Rafiz Abu Bakar

Personal information
- Full name: Rafiz bin Abu Bakar
- Date of birth: 26 June 1980 (age 44)
- Place of birth: Alor Star, Kedah, Malaysia
- Height: 1.71 m (5 ft 7+1⁄2 in)
- Position(s): Midfielder

Team information
- Current team: Kedah United
- Number: 14

Youth career
- 1997: FC Bayern Munich
- 1998–2000: Kedah FA President Cup

Senior career*
- Years: Team / Apps / (Gls)
- 2001–2003: Kedah FA / ? / (?)
- 2004–2006: Perlis FA / ? / (?)
- 2006–2009: Kedah FA / ? / (?)
- 2010: Sarawak FA
- 2013–present: Kedah United

= Rafiz Abu Bakar =

Malaysian footballer

Rafiz Abu Bakar (born 26 June 1980 in Alor Star, Kedah) is a Malaysian footballer who is currently unattached.
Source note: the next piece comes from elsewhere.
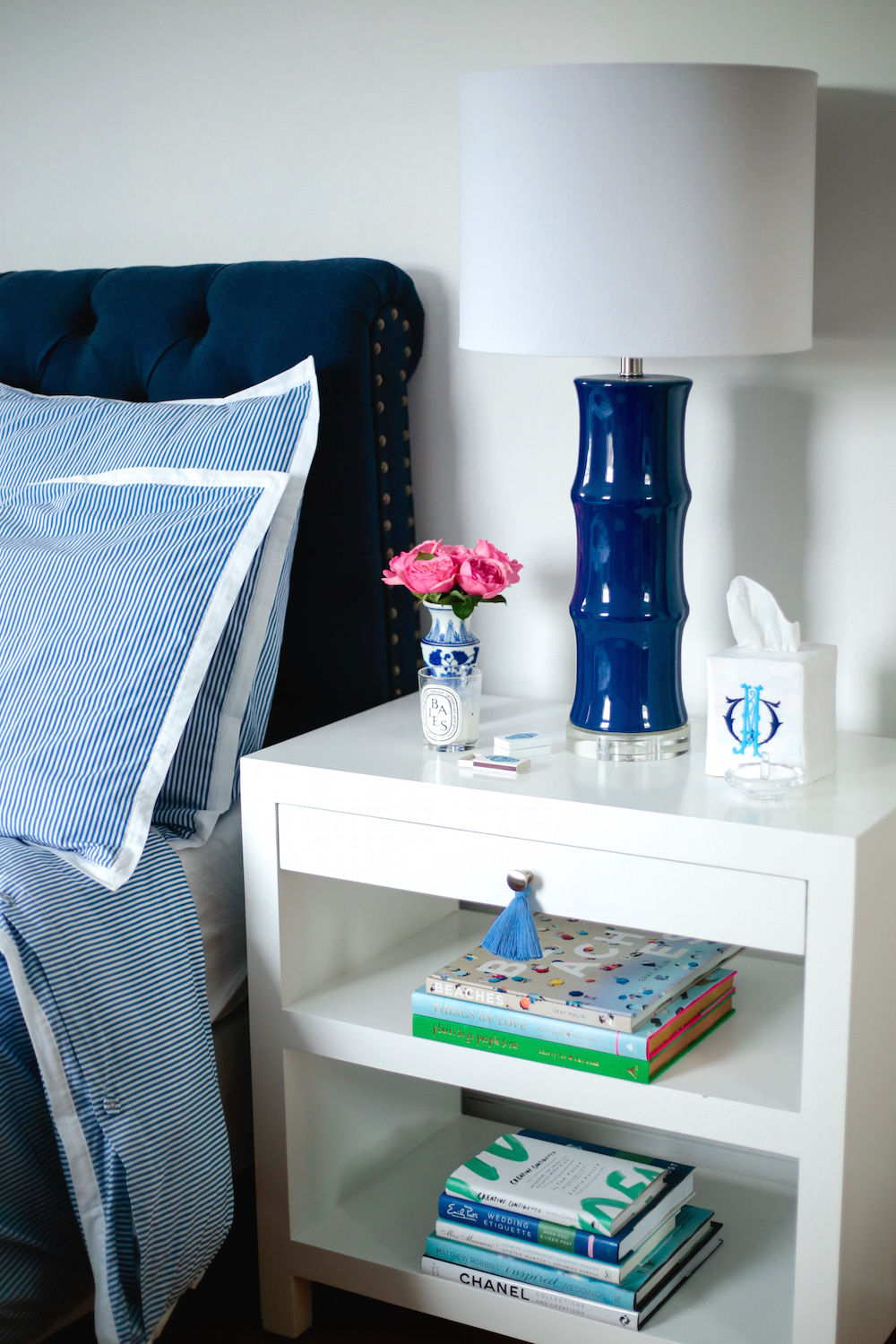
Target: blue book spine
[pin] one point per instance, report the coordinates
(522, 1271)
(492, 1219)
(630, 1045)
Previously, he played for Sarawak FA in the 2010 Malaysia Premier League.

He was one of the bright youngster produced by the Malaysian youth coaches at the academy at FAM and he received a six-month training with Bundesliga champions, FC Bayern Munich when he was 16. After returning from training stints in Munich, Germany he was drafted to the Kedah youth and President Cup team under the guidance of current Kedah senior head coach, Mohd Azraai Khor Abdullah.

In 2004, he was loaned to Perlis FA for two seasons before returning to his hometown where he had limited playing time due to injuries.